There is also an ethical question about whether individuals in high income nations such as the UK and the US – who can afford to purchase access to more vaccine supplies – should be prioritised with a third dose, when much of the world is yet to receive one. Currently only 23.5 per cent of the global population have received a first vaccine dose.
“The fact that we have Covid-19 raging in so many countries around the world with so little access to vaccines ought to drive where vaccines go,” says Steven Joffe, professor of medical ethics and health policy at the University of Pennsylvania Perelman School of Medicine. “If things are relatively well controlled in countries like the United States, then the priority ought to be getting vaccines to vulnerable people in places that have not had them.”
Joffe admits that at the same time, there is a difficult political landscape to navigate for global leaders, especially if the third wave begins to result in mounting hospitalisations. “I sympathise with them, because they have to be accountable to the people of their own countries,” he says. “How do you say to people in within your own country, ‘Boosters are good and they would protect us even further, but on the other hand, around the world, there are places that are so much more at risk?’”

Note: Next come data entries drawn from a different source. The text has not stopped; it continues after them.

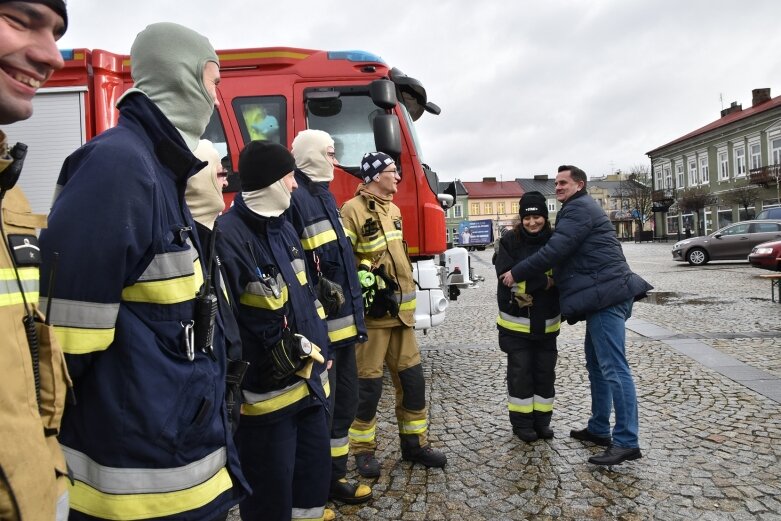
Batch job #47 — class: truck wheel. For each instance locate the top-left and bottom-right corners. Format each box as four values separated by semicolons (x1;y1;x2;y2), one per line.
686;248;708;266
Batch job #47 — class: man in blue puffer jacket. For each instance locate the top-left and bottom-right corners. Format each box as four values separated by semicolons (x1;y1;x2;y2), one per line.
500;165;653;465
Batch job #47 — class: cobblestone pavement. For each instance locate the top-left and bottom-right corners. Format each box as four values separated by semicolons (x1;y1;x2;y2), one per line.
231;243;781;520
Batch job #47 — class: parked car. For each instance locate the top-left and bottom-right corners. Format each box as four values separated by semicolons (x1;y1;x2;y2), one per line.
748;241;781;271
672;220;781;266
754;206;781;221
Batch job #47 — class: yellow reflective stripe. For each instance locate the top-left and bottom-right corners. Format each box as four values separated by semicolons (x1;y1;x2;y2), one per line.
239;282;288;310
122;260;203;304
241;380;309;416
328;324;358;343
348;427;377;443
507;396;534;413
54;326;116;355
0;268;40;306
70;467;233;520
301;229;338;251
399;420;428;434
331;436;350;458
534;394;553;412
344;228;358;246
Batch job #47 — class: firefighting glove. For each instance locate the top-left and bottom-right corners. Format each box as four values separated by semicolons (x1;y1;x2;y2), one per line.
358;263;377;310
270;329;312;380
368;265;399;318
317;275;344;316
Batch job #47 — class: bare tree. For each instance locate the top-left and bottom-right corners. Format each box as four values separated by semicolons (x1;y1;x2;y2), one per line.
677;186;716;235
720;181;759;219
616;165;653;230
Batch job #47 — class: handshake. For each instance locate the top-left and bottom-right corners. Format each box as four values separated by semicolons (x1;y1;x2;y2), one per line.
358;264;399;318
271;329;325;380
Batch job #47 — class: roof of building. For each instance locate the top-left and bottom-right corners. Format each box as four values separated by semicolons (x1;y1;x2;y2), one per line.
645;96;781;156
515;178;556;196
464;179;523;199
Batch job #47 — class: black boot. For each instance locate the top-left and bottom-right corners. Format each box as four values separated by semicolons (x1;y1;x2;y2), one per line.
401;445;447;469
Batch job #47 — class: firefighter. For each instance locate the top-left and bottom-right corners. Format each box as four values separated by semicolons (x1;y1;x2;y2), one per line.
0;0;70;521
217;141;333;521
184;139;248;433
41;23;248;520
495;192;561;443
288;129;372;504
342;152;447;477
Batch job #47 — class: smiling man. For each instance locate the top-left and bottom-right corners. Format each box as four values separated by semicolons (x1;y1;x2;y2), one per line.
500;165;653;465
0;0;68;521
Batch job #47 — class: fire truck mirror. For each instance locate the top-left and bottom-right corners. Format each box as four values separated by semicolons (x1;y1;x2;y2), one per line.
372;114;401;162
369;80;397;110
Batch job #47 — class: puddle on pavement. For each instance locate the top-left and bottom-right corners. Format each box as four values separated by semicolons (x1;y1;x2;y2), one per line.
641;291;722;306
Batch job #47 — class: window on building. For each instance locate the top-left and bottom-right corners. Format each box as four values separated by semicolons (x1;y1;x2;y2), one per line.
735;147;746;177
700;156;710;184
748;143;762;170
719;152;729;181
770;137;781;165
689;160;700;186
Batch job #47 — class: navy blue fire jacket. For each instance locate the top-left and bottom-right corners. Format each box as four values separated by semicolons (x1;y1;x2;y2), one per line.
285;170;367;349
40;94;249;520
217;194;328;425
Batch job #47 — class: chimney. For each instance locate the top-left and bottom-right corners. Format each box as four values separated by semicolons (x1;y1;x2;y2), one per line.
751;89;770;107
721;101;743;118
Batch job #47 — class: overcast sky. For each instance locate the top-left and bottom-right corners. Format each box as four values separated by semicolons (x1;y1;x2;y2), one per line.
60;0;781;181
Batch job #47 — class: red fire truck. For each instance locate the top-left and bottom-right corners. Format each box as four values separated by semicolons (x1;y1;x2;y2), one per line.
7;47;455;329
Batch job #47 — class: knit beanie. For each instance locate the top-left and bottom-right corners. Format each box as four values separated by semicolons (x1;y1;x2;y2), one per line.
291;129;334;183
184;139;225;230
239;141;296;192
117;22;220;150
0;0;68;34
358;152;394;184
518;192;548;220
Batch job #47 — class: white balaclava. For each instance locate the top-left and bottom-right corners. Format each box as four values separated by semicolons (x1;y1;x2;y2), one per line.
117;22;220;150
292;129;334;183
184;139;225;230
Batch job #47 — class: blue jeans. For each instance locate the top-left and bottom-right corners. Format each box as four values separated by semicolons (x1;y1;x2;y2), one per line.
585;299;639;448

Joseph Ali, an assistant professor at the Johns Hopkins Berman Institute of Bioethics, says that the onus is on vaccine manufacturers to justify their allocationss, particularly in cases where countries such as Brazil or India who have a greater burden of disease, are being overlooked. “It's hard to justify allocating limited supplies of vaccines to populations that may or may not need it,” he says.
However, when it comes to protecting individuals such as immunocompromised patients, who remain extremely vulnerable, even after multiple doses, the ethics are more straightforward. Werbel feels that the main priority should be to increase the protection of these people, before supplying additional doses to the wider population.
“It's a different paradigm than when we're talking about the general population,” he says. “For these people, we’re still trying to get the induction of the first good response.”